Looking for volunteer hours/opportunities? Jinglin Li, a student at the University of Minnesota, created an organization called Living Room Tutors, a volunteer organization that allows students to tutor other students. Living Room Tutors is a non-profit virtual organization that helps communities lessen the impact of school closures by connecting volunteer student mentors with students in need. Providing materials for students, families, and educators to help improve K-12 students’ learning experiences. The objective of the program is to help kids who have had their education abruptly interrupted maintain their academic accomplishment trajectories and aims to mitigate the impact of prolonged school closures during the COVID-19 Pandemic and to give students further access to free tutoring and resources. The organization is extremely widespread around the world and has tutors and tutees located in 37 total states in the United States of America and 23 countries. In 2023, 315 matches of tutees and tutors were made.
When speaking with Jinglin about how Living Room Tutors started and her experiences with tutoring she said:
“In my junior year of high school, I joined my school district’s Community Curriculum Council. It was here that I was first exposed to an uncomfortable truth about education: certain populations of students faced “opportunity gaps” in their academic trajectories. I learned that the arbitrary circumstances in which each of us is born such as race, ethnicity, zip code, and socioeconomic status determine whether or not we have adequate resources to thrive as learners.
When the pandemic first shut down schools, we began having conversations in my council meetings about how the pandemic would likely exacerbate already widening achievement gaps among students.
At home, I started to notice that my younger, elementary-aged siblings –who were not as comfortable using Google Classroom, Zoom, or email– were having a much more difficult transition to online learning.
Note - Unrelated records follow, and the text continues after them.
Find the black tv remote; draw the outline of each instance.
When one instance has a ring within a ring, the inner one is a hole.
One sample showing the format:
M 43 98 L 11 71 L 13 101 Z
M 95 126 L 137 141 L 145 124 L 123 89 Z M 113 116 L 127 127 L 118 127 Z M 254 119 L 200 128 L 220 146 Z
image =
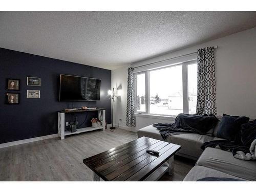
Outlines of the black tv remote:
M 158 152 L 157 151 L 154 151 L 154 150 L 147 150 L 146 153 L 153 155 L 155 155 L 155 156 L 159 156 L 159 152 Z

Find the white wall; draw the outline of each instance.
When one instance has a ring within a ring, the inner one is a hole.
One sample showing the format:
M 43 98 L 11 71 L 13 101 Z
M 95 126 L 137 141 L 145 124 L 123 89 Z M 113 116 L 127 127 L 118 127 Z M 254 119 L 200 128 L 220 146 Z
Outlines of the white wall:
M 216 99 L 218 115 L 223 113 L 256 118 L 256 28 L 132 65 L 139 66 L 218 46 L 216 50 Z M 125 126 L 127 67 L 112 71 L 112 84 L 121 85 L 115 103 L 114 123 Z M 136 117 L 135 131 L 164 120 Z

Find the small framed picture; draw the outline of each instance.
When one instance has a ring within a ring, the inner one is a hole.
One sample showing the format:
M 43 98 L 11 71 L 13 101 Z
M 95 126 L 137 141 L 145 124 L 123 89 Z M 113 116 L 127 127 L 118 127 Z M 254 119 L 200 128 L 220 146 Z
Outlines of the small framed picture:
M 29 86 L 41 86 L 41 78 L 38 77 L 27 77 L 27 85 Z
M 27 90 L 27 99 L 40 99 L 39 90 Z
M 6 104 L 18 104 L 19 103 L 19 93 L 6 93 L 5 98 Z
M 7 79 L 7 90 L 19 90 L 19 79 Z

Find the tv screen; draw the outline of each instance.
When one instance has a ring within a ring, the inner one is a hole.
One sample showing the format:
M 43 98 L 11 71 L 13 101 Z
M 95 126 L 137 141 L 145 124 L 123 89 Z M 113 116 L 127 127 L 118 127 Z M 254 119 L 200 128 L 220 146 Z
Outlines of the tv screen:
M 60 101 L 99 100 L 101 80 L 60 75 Z

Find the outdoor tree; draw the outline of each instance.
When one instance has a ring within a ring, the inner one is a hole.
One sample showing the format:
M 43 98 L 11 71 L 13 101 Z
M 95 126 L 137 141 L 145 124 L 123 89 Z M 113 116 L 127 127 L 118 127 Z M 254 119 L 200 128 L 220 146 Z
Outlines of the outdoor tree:
M 138 97 L 137 98 L 137 110 L 140 110 L 140 98 L 139 95 L 138 95 Z
M 142 95 L 141 96 L 141 104 L 145 104 L 145 100 L 144 100 L 144 96 Z
M 156 97 L 155 97 L 155 99 L 156 99 L 156 102 L 157 103 L 160 103 L 161 102 L 161 99 L 160 98 L 159 96 L 157 93 L 156 95 Z

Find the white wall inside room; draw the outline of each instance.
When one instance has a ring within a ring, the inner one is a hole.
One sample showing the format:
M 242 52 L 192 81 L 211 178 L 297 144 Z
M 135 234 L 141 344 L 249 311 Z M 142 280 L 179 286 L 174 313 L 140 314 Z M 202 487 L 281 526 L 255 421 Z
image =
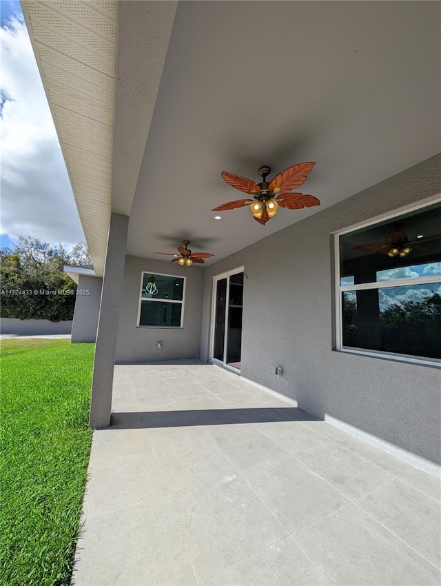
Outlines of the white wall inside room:
M 138 327 L 143 272 L 186 277 L 183 327 Z M 177 263 L 126 256 L 119 315 L 116 363 L 198 358 L 203 269 Z M 162 342 L 162 348 L 156 347 Z
M 243 265 L 242 376 L 314 414 L 439 462 L 441 369 L 333 350 L 331 234 L 440 192 L 438 155 L 207 267 L 201 358 L 212 277 Z

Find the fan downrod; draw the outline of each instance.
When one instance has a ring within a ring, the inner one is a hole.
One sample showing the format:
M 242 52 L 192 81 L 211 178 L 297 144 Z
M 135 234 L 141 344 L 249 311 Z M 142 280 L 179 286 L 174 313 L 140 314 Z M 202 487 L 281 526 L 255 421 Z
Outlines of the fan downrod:
M 271 167 L 268 167 L 267 165 L 263 165 L 262 167 L 259 167 L 259 170 L 257 172 L 259 175 L 263 178 L 263 181 L 267 179 L 267 175 L 269 175 L 271 173 Z

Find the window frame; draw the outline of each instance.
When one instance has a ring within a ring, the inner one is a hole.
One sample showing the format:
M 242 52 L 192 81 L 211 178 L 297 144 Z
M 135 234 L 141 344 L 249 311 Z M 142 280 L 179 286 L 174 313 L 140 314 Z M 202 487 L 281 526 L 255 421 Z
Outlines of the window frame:
M 145 274 L 152 274 L 156 276 L 170 276 L 172 279 L 182 279 L 183 281 L 183 291 L 182 291 L 182 300 L 180 299 L 155 299 L 154 297 L 149 298 L 148 301 L 155 301 L 156 303 L 161 302 L 163 303 L 181 303 L 181 324 L 179 325 L 141 325 L 139 323 L 139 321 L 141 319 L 141 308 L 142 305 L 143 300 L 142 294 L 143 294 L 143 283 L 144 281 L 144 275 Z M 165 273 L 158 273 L 155 272 L 154 271 L 145 271 L 142 270 L 141 272 L 141 281 L 139 283 L 139 301 L 138 301 L 138 317 L 136 319 L 136 327 L 139 327 L 142 330 L 183 330 L 184 329 L 184 310 L 185 305 L 185 290 L 187 287 L 187 277 L 181 276 L 178 274 L 167 274 Z
M 441 360 L 433 358 L 424 358 L 424 356 L 416 356 L 411 354 L 402 354 L 395 352 L 387 352 L 383 350 L 373 350 L 367 348 L 355 348 L 343 345 L 343 320 L 342 320 L 342 293 L 345 291 L 367 290 L 371 289 L 385 289 L 394 287 L 409 286 L 413 285 L 427 285 L 433 283 L 441 283 L 441 275 L 432 275 L 424 277 L 411 277 L 409 279 L 396 279 L 391 281 L 380 281 L 376 283 L 370 282 L 360 283 L 358 285 L 340 285 L 340 237 L 360 228 L 373 227 L 375 224 L 384 221 L 393 221 L 399 219 L 399 216 L 403 214 L 416 212 L 422 210 L 428 205 L 441 203 L 441 194 L 438 194 L 432 197 L 420 200 L 418 203 L 400 208 L 393 212 L 376 216 L 369 220 L 359 222 L 356 224 L 333 232 L 334 234 L 334 270 L 332 272 L 334 279 L 334 311 L 335 319 L 335 350 L 336 352 L 345 352 L 346 354 L 359 354 L 367 356 L 371 358 L 380 358 L 383 360 L 392 360 L 399 362 L 406 362 L 413 364 L 419 364 L 427 366 L 435 366 L 441 368 Z

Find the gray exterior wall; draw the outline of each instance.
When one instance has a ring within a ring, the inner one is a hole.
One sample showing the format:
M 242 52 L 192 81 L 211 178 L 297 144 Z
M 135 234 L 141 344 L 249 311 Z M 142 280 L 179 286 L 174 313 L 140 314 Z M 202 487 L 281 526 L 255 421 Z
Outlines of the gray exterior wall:
M 243 265 L 242 376 L 440 462 L 441 370 L 334 350 L 331 238 L 440 192 L 437 156 L 206 267 L 201 358 L 208 358 L 212 277 Z
M 81 274 L 77 291 L 89 292 L 77 294 L 72 326 L 72 342 L 95 342 L 99 316 L 103 279 L 98 276 Z
M 183 328 L 138 327 L 138 307 L 143 271 L 187 277 Z M 119 316 L 116 363 L 198 358 L 203 269 L 183 268 L 163 261 L 126 256 Z M 161 341 L 163 347 L 156 348 Z
M 0 318 L 0 333 L 17 334 L 20 336 L 46 336 L 70 334 L 72 323 L 50 321 L 48 319 L 13 319 Z

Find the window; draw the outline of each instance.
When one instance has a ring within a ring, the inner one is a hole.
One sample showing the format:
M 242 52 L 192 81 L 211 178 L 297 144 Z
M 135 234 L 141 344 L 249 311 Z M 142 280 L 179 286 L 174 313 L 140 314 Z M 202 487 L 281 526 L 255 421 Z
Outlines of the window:
M 143 272 L 138 325 L 145 327 L 182 327 L 185 278 Z
M 441 204 L 340 234 L 337 349 L 441 363 Z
As the big sister in the household, I naturally found myself helping my siblings navigate their new coursework. One particular night, after spending numerous hours tutoring my siblings, it occurred to me that not all families had an older sibling around to help out. I also knew that many of my peers were stuck at home, with ample free time.
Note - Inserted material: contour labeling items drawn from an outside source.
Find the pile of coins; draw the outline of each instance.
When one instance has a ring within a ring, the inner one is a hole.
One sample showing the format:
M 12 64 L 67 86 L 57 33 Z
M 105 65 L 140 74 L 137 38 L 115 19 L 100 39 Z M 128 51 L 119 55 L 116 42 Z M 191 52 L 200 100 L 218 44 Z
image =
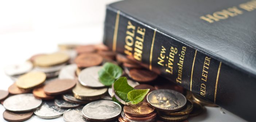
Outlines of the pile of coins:
M 103 44 L 59 48 L 5 69 L 15 82 L 8 92 L 0 90 L 5 120 L 22 122 L 35 115 L 62 116 L 65 122 L 178 122 L 199 114 L 201 105 L 216 106 Z M 106 62 L 121 66 L 122 76 L 135 89 L 150 89 L 142 102 L 123 106 L 111 101 L 113 89 L 102 84 L 98 74 Z

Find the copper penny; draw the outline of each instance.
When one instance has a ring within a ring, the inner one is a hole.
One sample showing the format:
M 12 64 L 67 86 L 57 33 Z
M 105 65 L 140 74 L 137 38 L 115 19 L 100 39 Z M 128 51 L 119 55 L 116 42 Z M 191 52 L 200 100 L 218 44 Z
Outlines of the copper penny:
M 53 99 L 54 98 L 54 96 L 45 94 L 44 91 L 43 90 L 44 87 L 44 86 L 43 86 L 39 88 L 34 89 L 32 92 L 34 96 L 45 100 Z
M 0 101 L 3 100 L 9 94 L 8 92 L 0 90 Z
M 9 86 L 8 88 L 8 92 L 12 94 L 17 94 L 23 93 L 27 93 L 31 91 L 31 89 L 21 89 L 17 86 L 16 84 L 14 83 Z
M 138 104 L 124 106 L 124 112 L 131 116 L 146 117 L 152 114 L 155 109 L 148 103 L 141 102 Z
M 30 118 L 33 115 L 33 111 L 24 113 L 16 113 L 5 110 L 3 113 L 4 119 L 8 122 L 23 122 Z
M 93 45 L 81 45 L 75 48 L 77 53 L 91 53 L 96 51 L 96 49 Z
M 98 65 L 103 61 L 103 58 L 96 53 L 82 54 L 75 60 L 75 62 L 79 68 L 86 68 Z
M 61 94 L 71 90 L 77 81 L 70 79 L 57 79 L 50 82 L 44 88 L 44 93 L 47 95 Z
M 144 69 L 132 69 L 130 70 L 131 78 L 139 82 L 148 82 L 156 78 L 157 74 Z

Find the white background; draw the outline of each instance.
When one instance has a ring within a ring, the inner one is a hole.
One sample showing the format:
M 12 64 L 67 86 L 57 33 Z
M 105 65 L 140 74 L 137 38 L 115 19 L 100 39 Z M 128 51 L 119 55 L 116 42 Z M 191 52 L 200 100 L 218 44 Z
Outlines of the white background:
M 0 0 L 0 89 L 7 90 L 13 83 L 4 74 L 7 65 L 56 51 L 58 44 L 101 43 L 105 5 L 116 1 Z M 219 109 L 207 107 L 207 112 L 189 121 L 244 121 Z M 0 121 L 5 121 L 4 110 L 0 105 Z M 46 120 L 35 116 L 27 121 L 62 121 L 62 117 Z

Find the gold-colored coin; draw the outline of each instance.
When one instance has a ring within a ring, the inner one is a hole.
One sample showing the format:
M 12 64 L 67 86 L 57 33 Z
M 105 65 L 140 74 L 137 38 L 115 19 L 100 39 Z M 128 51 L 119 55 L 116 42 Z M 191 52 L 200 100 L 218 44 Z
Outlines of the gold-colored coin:
M 16 81 L 16 85 L 21 89 L 32 88 L 42 84 L 46 78 L 46 75 L 43 72 L 30 72 L 19 77 Z
M 50 67 L 67 62 L 69 56 L 67 54 L 55 53 L 39 56 L 35 59 L 35 65 L 41 67 Z
M 183 115 L 179 116 L 172 116 L 162 114 L 158 111 L 158 114 L 159 118 L 164 121 L 170 122 L 180 122 L 187 119 L 189 114 Z
M 193 110 L 193 103 L 189 100 L 187 100 L 187 104 L 186 107 L 183 109 L 180 110 L 178 111 L 174 112 L 160 112 L 160 113 L 162 113 L 167 115 L 170 115 L 174 116 L 178 116 L 184 115 L 190 113 Z
M 218 106 L 214 103 L 204 99 L 195 94 L 192 94 L 192 98 L 195 102 L 199 103 L 203 106 L 209 107 L 218 107 Z
M 108 88 L 93 89 L 77 83 L 72 92 L 75 97 L 84 100 L 94 100 L 100 98 L 108 91 Z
Witnessing the friction of distance learning firsthand along with my knowledge of pre-existing opportunity gaps, I was inspired to start Living Room Tutors.
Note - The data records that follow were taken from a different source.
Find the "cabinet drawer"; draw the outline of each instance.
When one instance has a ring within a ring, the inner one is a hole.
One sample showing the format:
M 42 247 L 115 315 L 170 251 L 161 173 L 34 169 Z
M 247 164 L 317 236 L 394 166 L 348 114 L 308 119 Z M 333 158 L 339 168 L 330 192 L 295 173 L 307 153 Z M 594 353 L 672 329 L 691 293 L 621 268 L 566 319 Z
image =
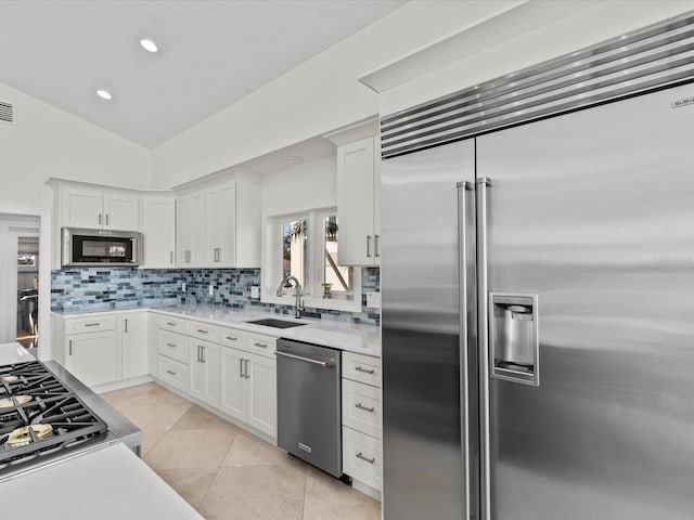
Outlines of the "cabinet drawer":
M 188 365 L 184 363 L 159 354 L 157 355 L 157 375 L 164 382 L 188 390 Z
M 219 342 L 219 327 L 205 322 L 190 322 L 188 334 L 205 341 Z
M 381 491 L 383 482 L 381 441 L 344 426 L 343 472 Z
M 156 350 L 159 354 L 188 363 L 188 336 L 159 330 Z
M 171 330 L 178 334 L 188 334 L 188 320 L 184 317 L 159 316 L 157 320 L 158 328 Z
M 248 344 L 245 349 L 249 352 L 254 352 L 259 355 L 267 355 L 274 358 L 274 351 L 277 350 L 278 339 L 272 336 L 264 336 L 261 334 L 252 334 Z
M 343 425 L 381 439 L 381 389 L 343 379 Z
M 219 329 L 219 342 L 224 347 L 245 349 L 248 343 L 247 336 L 236 328 L 221 327 Z
M 115 330 L 116 316 L 76 317 L 65 320 L 65 334 L 100 333 L 102 330 Z
M 343 352 L 343 377 L 381 388 L 381 360 L 354 352 Z

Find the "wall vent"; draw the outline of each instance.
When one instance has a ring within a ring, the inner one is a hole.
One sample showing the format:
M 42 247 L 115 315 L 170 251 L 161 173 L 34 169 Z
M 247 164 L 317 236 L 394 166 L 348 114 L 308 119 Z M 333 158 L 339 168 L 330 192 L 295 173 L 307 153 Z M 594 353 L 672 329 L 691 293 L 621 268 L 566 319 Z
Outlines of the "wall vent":
M 14 105 L 0 101 L 0 122 L 14 125 Z
M 384 159 L 694 81 L 694 11 L 381 119 Z

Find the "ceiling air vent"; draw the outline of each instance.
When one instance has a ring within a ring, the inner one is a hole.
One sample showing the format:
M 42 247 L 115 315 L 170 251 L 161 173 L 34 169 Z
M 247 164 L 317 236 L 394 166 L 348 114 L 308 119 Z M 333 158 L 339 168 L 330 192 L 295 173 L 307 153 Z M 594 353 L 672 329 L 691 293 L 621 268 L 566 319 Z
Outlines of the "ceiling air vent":
M 0 101 L 0 122 L 14 125 L 14 105 Z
The more I work on Living Room Tutors, the more I realize how valuable the service is.
For instance, as someone who has tutored regularly through the program, I know that it’s not just the tutees that benefit from the tutor-tutee relationship.
Tutoring helped me understand the concepts I was learning on a deeper level. It is one thing to learn a concept just well enough to regurgitate that information on a test. It is another to understand the material deep enough to teach it to another person.
Beyond this, tutoring –and volunteering in general– has allowed me to develop many important soft skills like interpersonal communication, time management, responsibility, and creativity.
Through having to plan, schedule, and show up to tutoring sessions, I have learned how to be a more accountable, and organized person. During the tutoring sessions, I was constantly challenged to communicate ideas creatively. I often have to improvise and create examples or analogies for the concepts I am explaining.”
For students looking for volunteering opportunities, Living Room Tutors offers students the ability to create work around their schedule. How it works is a questionnaire is filled out by the tutor and asked what languages they prefer to teach and subjects the tutor is comfortable with teaching. The tutor is then matched with a corresponding tutee and information is exchanged. An amazing aspect of this program is that the tutor and tutee meet virtually and can find times that work best for them. To be a tutor the only requirements to be a tutor are to be a student and for tutoring sessions to be at least 30 minutes per week. Living Room Tutors take pride in the fact that the program is run by students. It is students helping other students. Tutoring is offered to those students who are in kindergarten to 12th grade.
This is an amazing opportunity for students to volunteer as the organization allows tutors to choose their schedules, build connections with younger students, gain teaching experience as well as help an international community to overcome academic challenges. The Living Room Tutors website contains many resources for students to utilize during their tutoring sessions. It is broken down into two sections tools and subjects. The subject section allows users to pick specific subjects to then find resources that can benefit the tutor to further help their assigned tutee. The organization also runs year-round tutoring sessions so tutors can continue to tutor students throughout the year.
So for students on campus looking for tutoring opportunities and volunteering hours, Living Room tutors is a great way to make connections with younger students and gain tutoring experience.